This is an image of a telecommunication cable that runs through my neighborhood…actually one of two still dangling from the power poles behind our homes. This cable was likely run in the late 1970s..my guess as most of the houses in my neighborhood were built around this time. When these cables were run, they represented the latest, greatest communication technology at the time. You see, everyone wanted a phone in their homes and to provide that service, cables like this were a central part of the infrastructure. Each phone line into a home required two of these copper wires for connection to the outside.

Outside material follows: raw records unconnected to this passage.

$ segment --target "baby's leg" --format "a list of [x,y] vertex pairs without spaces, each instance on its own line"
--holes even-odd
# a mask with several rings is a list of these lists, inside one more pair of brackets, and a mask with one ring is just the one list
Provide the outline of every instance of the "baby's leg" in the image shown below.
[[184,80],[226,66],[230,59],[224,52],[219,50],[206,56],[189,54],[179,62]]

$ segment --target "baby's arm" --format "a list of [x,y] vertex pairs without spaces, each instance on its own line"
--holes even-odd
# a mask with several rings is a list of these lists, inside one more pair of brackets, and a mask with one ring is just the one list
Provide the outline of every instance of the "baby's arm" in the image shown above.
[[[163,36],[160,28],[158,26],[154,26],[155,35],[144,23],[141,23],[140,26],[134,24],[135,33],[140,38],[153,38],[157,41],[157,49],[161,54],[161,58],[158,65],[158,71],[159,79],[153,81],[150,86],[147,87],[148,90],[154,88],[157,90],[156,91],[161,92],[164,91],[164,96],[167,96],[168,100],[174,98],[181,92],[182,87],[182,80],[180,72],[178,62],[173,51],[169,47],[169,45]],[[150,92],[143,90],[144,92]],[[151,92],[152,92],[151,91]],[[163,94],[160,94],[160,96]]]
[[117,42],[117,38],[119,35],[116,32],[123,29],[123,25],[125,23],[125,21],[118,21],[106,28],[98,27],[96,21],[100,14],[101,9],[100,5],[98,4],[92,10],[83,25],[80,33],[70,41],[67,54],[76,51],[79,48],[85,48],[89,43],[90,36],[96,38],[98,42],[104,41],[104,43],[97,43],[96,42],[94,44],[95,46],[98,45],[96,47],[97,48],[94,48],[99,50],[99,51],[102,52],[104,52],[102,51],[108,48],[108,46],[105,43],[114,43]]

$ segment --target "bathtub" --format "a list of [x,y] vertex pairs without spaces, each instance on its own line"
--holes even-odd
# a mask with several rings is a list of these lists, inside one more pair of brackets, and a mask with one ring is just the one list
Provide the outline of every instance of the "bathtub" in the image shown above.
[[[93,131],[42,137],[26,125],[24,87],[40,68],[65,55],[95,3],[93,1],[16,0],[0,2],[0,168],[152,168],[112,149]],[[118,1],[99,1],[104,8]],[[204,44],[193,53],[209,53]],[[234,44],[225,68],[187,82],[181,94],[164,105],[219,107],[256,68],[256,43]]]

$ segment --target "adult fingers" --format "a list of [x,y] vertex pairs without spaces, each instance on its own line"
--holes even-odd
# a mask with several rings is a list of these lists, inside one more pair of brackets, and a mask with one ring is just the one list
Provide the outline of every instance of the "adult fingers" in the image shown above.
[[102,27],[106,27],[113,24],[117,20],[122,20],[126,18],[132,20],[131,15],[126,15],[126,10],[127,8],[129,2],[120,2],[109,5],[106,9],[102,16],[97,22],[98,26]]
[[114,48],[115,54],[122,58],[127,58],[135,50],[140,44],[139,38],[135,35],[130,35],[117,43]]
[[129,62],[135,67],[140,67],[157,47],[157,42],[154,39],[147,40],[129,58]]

These copper wires and the underlying technology did evolve a bit over time, transmitting more than phone calls to include television signals and the Internet. But over the last few decades, the landlines fueled by these copper wires have faded into the past, replaced by personal wireless telecommunications devices that we all now carry in our pockets. In the modern world, these copper wires are relics of a time gone by yet one singular house is seemingly clinging to the decades old, now somewhat ritualistic form of communication.
Where else in the modern, current, real world do we see such a steadfast and tenacious grip upon the rituals of the past? Ah yes, education. Newspapers have moved online. Phone Booths on every corner are gone. Cabs have by and large given way to app based on demand transportation. Most movies and “television” shows are consumed on a computer or tablet screen. Cash has largely been displaced by electronic forms of payment. Even higher education institutions are feeling the effects of being displaced to a certain degree by YouTube, yes most Youtubers are in-fact, educators.
Yet the ritual (dictionary.com 8. any practice or pattern of behavior regularly performed in a set manner) of education, just like the sole household clinging to their landline in this image, remains unburdened by the modern world around it. It is irrelevant, unengaging, unmotivating and ineffective…and so is your landline…it’s beyond time for a change.